— С Божиею помощью, может, и до благого конца дело доведем, — сказал он, возвращаясь к крепости, к вечеру глядевшей еще более угрюмо.
Заходившее за горизонт солнце отбрасывало гигантские тени от крепостных стен и башен. Знамя падишаха, высоко повисшее в воздухе, казалось кровавым. Из-за Дона летели стаи птиц на запад, как бы торопясь догнать уходившее солнце.
— Да, государь, — помолчав, отвечал Лефорт, — может, и фиников дождемся.
— Каких фиников? — удивился царь.
— А не ты ли, государь, говорил ноне о флоте: не фиников ли это плод, коего насаждающие сами не видят и плода того не собирают?
— Правда, правда, Франц: может, только мои внуки да правнуки будут вкушать от того финика, что я ныне насаждаю.
— Бог даст, государь, и ты вкусишь, — заметил Шеин.
Чем ближе подъезжали к крепости, тем более слышался нестройный гул и говор боевой жизни и ржание лошадей. Из крепости с высоты минарета доносились по воде какие-то странные, дикие, как бы жалобные крики. Это муэдзин, приветствуя прощальным приветом уходящее дневное светило, сзывал правоверных на молитву.
— Ля иллах иль — аллах! Ля иллах — аллах! — неслась по воде вечерняя молитва, может быть, последняя.
— Тоже ведь своему бусурманскому Богу молятся, — заметил Шеин.
С берега, из казацкого стана, доносились иные звуки, какая-то заунывная, тоскующая песня. Так отчетливо доносились по воде и ее грустная мелодия, и слова.
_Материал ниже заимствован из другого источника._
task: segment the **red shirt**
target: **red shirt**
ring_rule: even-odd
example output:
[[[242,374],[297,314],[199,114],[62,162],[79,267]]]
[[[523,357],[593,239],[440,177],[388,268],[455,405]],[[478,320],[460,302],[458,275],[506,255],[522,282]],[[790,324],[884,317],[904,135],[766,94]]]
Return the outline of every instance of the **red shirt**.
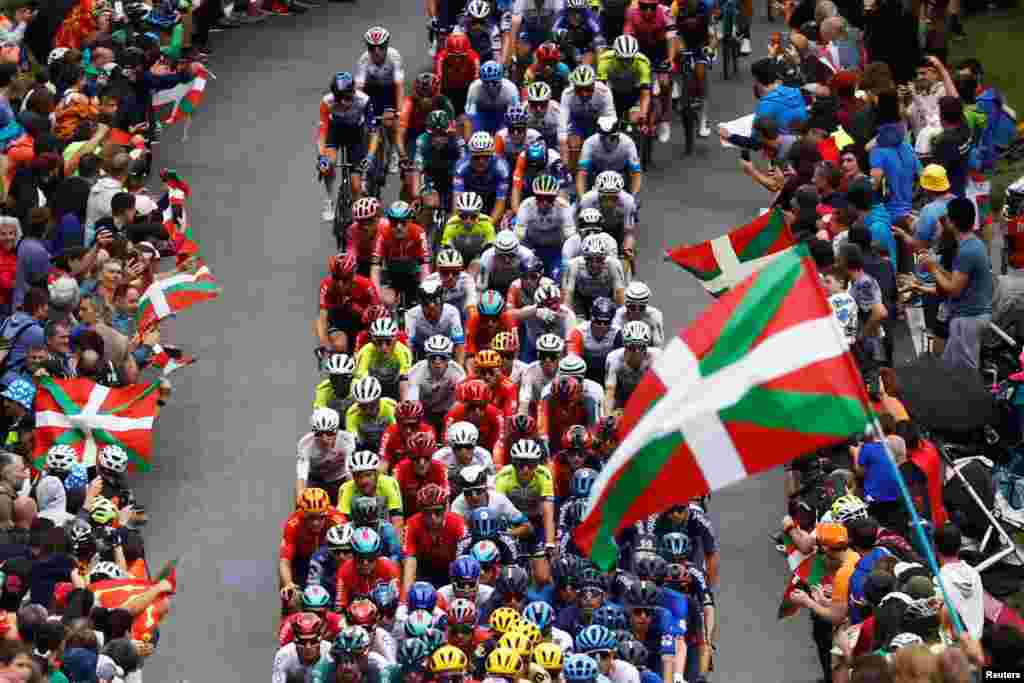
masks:
[[[327,514],[327,523],[319,534],[313,534],[309,527],[302,523],[302,512],[296,510],[288,515],[281,535],[281,559],[289,562],[295,559],[308,559],[316,549],[327,542],[327,530],[335,524],[343,524],[345,518],[337,510]]]
[[[362,333],[360,332],[361,335]],[[358,350],[359,347],[356,348]],[[435,439],[437,438],[437,432],[434,431],[434,428],[422,420],[415,427],[407,429],[402,429],[401,425],[397,422],[392,422],[384,430],[384,434],[380,437],[380,457],[381,460],[387,463],[388,469],[394,469],[398,463],[408,456],[408,453],[405,451],[405,440],[416,432],[430,432],[434,435]],[[406,509],[408,510],[408,508]]]
[[[582,400],[571,406],[556,404],[550,396],[541,401],[537,409],[537,433],[541,438],[547,437],[557,447],[562,443],[562,435],[573,425],[589,426]]]
[[[394,476],[398,481],[398,488],[402,491],[402,511],[406,518],[420,511],[416,494],[427,484],[437,484],[448,491],[448,468],[437,460],[430,461],[427,476],[421,478],[416,476],[412,460],[405,459],[395,466]]]
[[[388,261],[420,263],[429,268],[430,245],[427,233],[419,223],[405,224],[405,237],[395,237],[394,228],[387,219],[377,228],[377,239],[373,242],[373,257],[386,266]]]
[[[395,335],[395,339],[397,341],[402,342],[403,344],[408,346],[410,349],[412,348],[412,344],[409,343],[409,335],[407,335],[405,333],[405,330],[399,330],[398,334]],[[355,350],[355,353],[359,353],[359,349],[361,349],[364,346],[366,346],[367,344],[369,344],[370,341],[371,341],[370,340],[370,331],[369,330],[360,330],[359,334],[356,335],[356,350]]]
[[[456,402],[444,418],[445,433],[447,434],[448,430],[456,422],[472,422],[476,426],[477,431],[480,432],[479,445],[493,453],[494,447],[501,440],[505,429],[505,420],[502,419],[501,413],[498,412],[497,408],[489,404],[484,408],[484,415],[479,424],[470,420],[466,413],[466,406],[461,401]]]
[[[300,614],[302,612],[289,614],[288,618],[281,622],[281,630],[277,632],[277,640],[281,647],[292,642],[295,638],[295,634],[292,632],[292,624],[299,618]],[[334,637],[341,633],[341,629],[345,628],[345,620],[337,612],[328,612],[324,616],[324,622],[327,626],[324,631],[324,638],[327,640],[334,640]]]
[[[466,535],[466,521],[454,512],[444,513],[444,523],[440,529],[427,529],[423,513],[413,515],[405,525],[405,543],[402,554],[415,557],[419,567],[428,567],[435,571],[448,573],[448,565],[455,561],[455,547],[459,539]]]
[[[470,50],[463,58],[453,58],[448,49],[442,49],[434,58],[434,75],[441,82],[441,92],[449,90],[465,90],[476,80],[480,71],[480,55]]]
[[[355,598],[369,595],[378,583],[400,581],[401,575],[402,571],[398,565],[386,557],[377,558],[377,565],[368,577],[362,576],[356,571],[354,559],[345,560],[338,569],[338,611],[346,609]]]
[[[357,261],[369,261],[373,256],[373,244],[377,241],[381,227],[387,222],[384,218],[377,219],[377,228],[373,232],[362,230],[359,221],[352,223],[345,229],[345,251],[355,254]]]
[[[367,306],[380,303],[377,288],[369,278],[362,275],[352,276],[352,286],[342,294],[338,285],[328,275],[320,281],[320,310],[330,311],[337,308],[347,309],[355,317],[362,318]]]
[[[463,380],[463,382],[468,382],[471,379],[480,378],[474,375]],[[497,406],[498,412],[505,417],[515,415],[516,408],[519,407],[519,387],[505,375],[502,375],[494,384],[488,384],[488,386],[491,387],[492,400],[494,405]]]
[[[931,504],[932,524],[936,529],[949,520],[942,504],[942,459],[931,441],[921,439],[920,445],[909,454],[910,461],[921,468],[928,478],[928,501]]]
[[[11,251],[0,251],[0,304],[11,303],[14,294],[15,271],[18,269],[18,255]],[[31,313],[32,311],[29,311]]]
[[[491,348],[491,340],[499,332],[514,332],[517,329],[516,321],[508,311],[504,311],[498,316],[498,325],[491,333],[484,331],[480,324],[479,313],[476,311],[470,313],[469,320],[466,321],[466,355],[473,356],[480,349]]]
Царь внимательно вслушивался. Он в первый раз слышал такое необычайное пение. Пели два сильных голоса, богатые, роскошные голоса, каких он отродясь не встречал на Москве. Могучий низкий голос вел главную ноту, почти унисон, а мягкий, но сильный высокий голос гармонично впадал в главную ноту, и гармония выходила удивительная, тем более что тут же какой-то струнный инструмент, бренча вперебой то медленно, то ускоренно, оттенял собою всю эту плачущую мелодию, и, казалось, сам плакал. Царь старался уловить слова, и они были для него не совсем понятны. Низкий голос заводил:
— Это об Азове поют, — тихо заметил царь.
— Об Азове, ваше царское величество, — подтвердил Лизогуб, — дума у нас есть такая казацкая.
— Понимаю… Это о том, как три брата из тяжкой неволи утекали.
— О том, ваше величество.
Дума между тем плакала дальше, голоса певцов все более крепли и, казалось, еще более рыдали. И инструмент захлебывался, плакал.
Царь снял шляпу и набожно перекрестился. Обнажила головы и его свита и также крестилась.
— О, сподоби, Господи, — как бы усиливая смысл пения, торжественно сказал Петр, — сподоби, Господи, нас положить конец этой неволе!
Резкие черты лица его смягчились умилением. На глазах сверкали слезы.
V. Взятие Азова
На другой же день начались осадные работы. Это уже были не те вялые, нерешительные копания, без системы, без энергии, какими ознаменовался первый, несчастный азовский поход. То было как бы продолжение невинных московских потех: суровая действительность еще не глянула тогда в очи молодого богатыря, не разбудила в душе его спавшего гения. Богатырь еще не выпил ковша роковой браги, поднесенного каликами перехожими. А теперь этот ковш выпит. В очи великана глянул позор — стыд словно кнутом ударил по душе, и в великане сказалась могучая сила.
С непостижимой неустанностью он везде поспевает, где особенно жаркая работа и где наиболее она должна быть сильна. То, как мачта, высится его гигантская фигура на валу, насыпаемом против неприятельского вала, то он шагает через рвы и окопы, сгибая свою исполинскую спину, потому что турки, наученные перебежчиком Яковом Янсеном, давно уже с настойчивым усердием посылали в этого великана пулю за пулею. Недаром он пишет в Москву: «Пешие, наклонясь, ходим». А сестру Наталью так успокаивает в письме: «По письму твоему я к ядрам и пулькам не хожу, а они ко мне ходят. Прикажи им, чтоб не ходили, однако, хотя и ходят только по ся поры вежливо».